My team is running a foundationdb cluster, version 5.1.7. There was a DR continuous backup kicked off awhile ago, and it appears to have been aborted without using the --cleanup flag. The destination cluster no longer exists, and I don’t have the address for it. Now we have the \xff\x02/blog/ prefix filling up with backup logs that are not being consumed. We need to clear them out and stop them from accumulating, since they are causing our cluster to grow much faster than we scaled it for.
Is there a way to determine what the destination cluster is? I’ve looked under \xff\x02/backupstatus/dr_backup/json but don’t know how or if I can figure out the destination from the value there.
How can I abort the DR backup? My understanding is that the fdbdr command only works when there’s a dr_agent running. When I try to run them without passing in a valid, running destination cluster, the fdbdr commands hang. When I tried recreating the destination cluster with a fresh, empty database, the fdbdr commands returned but gave me an error
ERROR: A DR was not running on tag `default'
Fatal Error: Backup unneeded request
Our Plan B is to dump all the data from our cluster into a file, destroy and recreate the database, and load the data back in. But I’m wondering if there’s a better, supported way to clean up the \xff\x02/blog/ data.
Anticipating the obvious question – we plan to upgrade to version 6, but we’d like to get a handle on our data bloat problem first.

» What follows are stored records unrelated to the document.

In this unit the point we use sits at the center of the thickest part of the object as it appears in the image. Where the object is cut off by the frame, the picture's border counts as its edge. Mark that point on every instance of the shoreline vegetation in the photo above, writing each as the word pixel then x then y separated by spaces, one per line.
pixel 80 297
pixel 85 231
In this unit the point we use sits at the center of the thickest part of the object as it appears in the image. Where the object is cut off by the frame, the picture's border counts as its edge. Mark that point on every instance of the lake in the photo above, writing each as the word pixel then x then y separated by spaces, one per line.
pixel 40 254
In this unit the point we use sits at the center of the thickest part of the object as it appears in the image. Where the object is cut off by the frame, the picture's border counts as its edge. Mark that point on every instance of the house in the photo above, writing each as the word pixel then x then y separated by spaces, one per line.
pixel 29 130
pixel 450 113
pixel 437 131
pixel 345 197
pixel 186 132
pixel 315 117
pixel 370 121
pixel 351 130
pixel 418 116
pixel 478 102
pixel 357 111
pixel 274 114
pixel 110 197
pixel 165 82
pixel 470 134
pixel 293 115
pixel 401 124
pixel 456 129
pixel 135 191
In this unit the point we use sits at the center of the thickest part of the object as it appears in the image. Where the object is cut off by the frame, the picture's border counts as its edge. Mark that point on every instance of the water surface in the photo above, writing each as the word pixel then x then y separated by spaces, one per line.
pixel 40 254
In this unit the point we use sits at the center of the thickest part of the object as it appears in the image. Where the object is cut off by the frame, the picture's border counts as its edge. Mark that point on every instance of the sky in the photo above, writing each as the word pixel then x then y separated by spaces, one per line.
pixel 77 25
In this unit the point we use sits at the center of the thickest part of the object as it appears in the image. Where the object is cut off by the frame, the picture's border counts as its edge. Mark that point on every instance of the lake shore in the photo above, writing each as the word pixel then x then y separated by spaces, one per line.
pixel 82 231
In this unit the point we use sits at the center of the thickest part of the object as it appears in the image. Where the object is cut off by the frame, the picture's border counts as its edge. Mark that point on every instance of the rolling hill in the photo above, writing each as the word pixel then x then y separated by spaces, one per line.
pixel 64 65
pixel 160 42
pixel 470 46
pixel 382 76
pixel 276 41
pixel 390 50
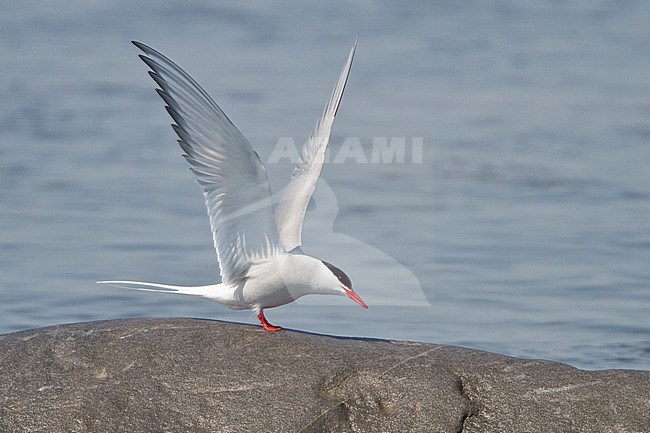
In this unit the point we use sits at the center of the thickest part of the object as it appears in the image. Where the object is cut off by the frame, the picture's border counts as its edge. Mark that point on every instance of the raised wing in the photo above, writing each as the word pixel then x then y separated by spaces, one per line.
pixel 234 181
pixel 290 212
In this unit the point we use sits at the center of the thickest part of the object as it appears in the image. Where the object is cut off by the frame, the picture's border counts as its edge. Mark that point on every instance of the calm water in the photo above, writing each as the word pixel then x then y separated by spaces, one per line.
pixel 524 228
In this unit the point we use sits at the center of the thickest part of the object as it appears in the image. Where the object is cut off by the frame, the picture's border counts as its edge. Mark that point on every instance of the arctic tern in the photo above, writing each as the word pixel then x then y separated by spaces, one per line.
pixel 259 251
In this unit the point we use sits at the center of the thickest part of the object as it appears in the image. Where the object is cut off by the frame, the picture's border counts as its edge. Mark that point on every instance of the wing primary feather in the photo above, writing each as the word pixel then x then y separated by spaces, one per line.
pixel 234 181
pixel 290 213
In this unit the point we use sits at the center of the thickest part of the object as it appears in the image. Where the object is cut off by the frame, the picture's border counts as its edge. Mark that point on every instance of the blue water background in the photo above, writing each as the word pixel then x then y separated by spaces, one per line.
pixel 526 223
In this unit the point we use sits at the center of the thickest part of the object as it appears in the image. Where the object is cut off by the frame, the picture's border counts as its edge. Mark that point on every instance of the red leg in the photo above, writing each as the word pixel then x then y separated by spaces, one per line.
pixel 265 323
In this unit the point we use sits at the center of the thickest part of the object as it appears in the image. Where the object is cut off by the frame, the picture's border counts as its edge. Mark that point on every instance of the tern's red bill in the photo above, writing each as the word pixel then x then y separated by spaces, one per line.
pixel 356 298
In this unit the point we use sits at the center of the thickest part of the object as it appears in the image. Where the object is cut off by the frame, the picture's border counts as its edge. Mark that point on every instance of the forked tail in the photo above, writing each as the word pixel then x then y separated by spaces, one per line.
pixel 214 292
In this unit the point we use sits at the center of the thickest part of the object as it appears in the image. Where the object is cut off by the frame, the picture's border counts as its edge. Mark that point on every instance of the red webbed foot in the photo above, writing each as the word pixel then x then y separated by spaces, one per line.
pixel 266 325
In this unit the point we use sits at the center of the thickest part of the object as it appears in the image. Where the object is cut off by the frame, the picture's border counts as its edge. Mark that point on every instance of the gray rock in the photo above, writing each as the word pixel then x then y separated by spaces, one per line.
pixel 188 375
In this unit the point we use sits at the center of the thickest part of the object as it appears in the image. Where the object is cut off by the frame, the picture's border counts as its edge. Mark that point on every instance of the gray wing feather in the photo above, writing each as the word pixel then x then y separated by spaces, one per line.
pixel 290 213
pixel 235 184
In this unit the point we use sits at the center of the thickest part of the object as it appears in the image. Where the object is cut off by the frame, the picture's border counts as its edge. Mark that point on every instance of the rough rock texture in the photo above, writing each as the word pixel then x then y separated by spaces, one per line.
pixel 187 375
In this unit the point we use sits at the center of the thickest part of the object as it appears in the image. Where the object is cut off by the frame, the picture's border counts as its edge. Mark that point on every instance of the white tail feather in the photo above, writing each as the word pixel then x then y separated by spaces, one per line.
pixel 214 292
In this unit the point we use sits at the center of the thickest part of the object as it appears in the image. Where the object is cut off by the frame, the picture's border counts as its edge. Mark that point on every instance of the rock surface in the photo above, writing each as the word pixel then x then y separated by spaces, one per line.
pixel 189 375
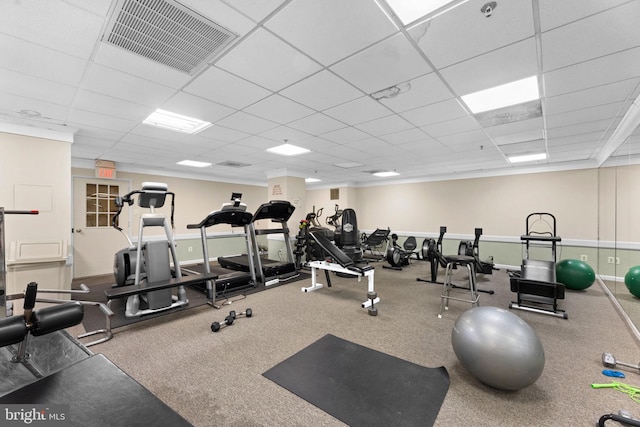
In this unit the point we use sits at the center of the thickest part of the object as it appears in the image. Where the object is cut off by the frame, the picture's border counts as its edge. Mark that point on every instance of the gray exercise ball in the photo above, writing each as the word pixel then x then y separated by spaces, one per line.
pixel 498 348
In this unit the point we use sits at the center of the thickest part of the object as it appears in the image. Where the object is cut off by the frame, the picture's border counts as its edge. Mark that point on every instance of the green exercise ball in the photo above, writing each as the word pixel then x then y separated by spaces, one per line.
pixel 575 274
pixel 632 280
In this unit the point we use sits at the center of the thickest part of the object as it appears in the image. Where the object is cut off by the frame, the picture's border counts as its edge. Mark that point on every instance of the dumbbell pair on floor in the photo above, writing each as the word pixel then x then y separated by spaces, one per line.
pixel 228 321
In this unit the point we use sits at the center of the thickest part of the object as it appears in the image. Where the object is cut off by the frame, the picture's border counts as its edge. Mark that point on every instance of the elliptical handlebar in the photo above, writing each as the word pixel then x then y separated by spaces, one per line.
pixel 148 188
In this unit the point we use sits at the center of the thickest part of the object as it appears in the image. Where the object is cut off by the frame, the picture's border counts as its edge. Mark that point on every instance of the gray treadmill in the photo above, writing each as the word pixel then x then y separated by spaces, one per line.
pixel 268 271
pixel 227 280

The configuration for which mutations are copied to \xff\x02/blog/ is in \xff/logRanges/. So to get out of this situation, first abort any other DR tags you have active (I’m guessing none), and then abort or let finish any Backup tags you have active, and then from fdbcli do
The order here is important, as the first clear will stop writes to the blog prefix and the second will clear the data that has accumulated.
As for how you got into this situation, I’m not sure. What was the original deployment version of this cluster, and what version was it running when you started the DR operation?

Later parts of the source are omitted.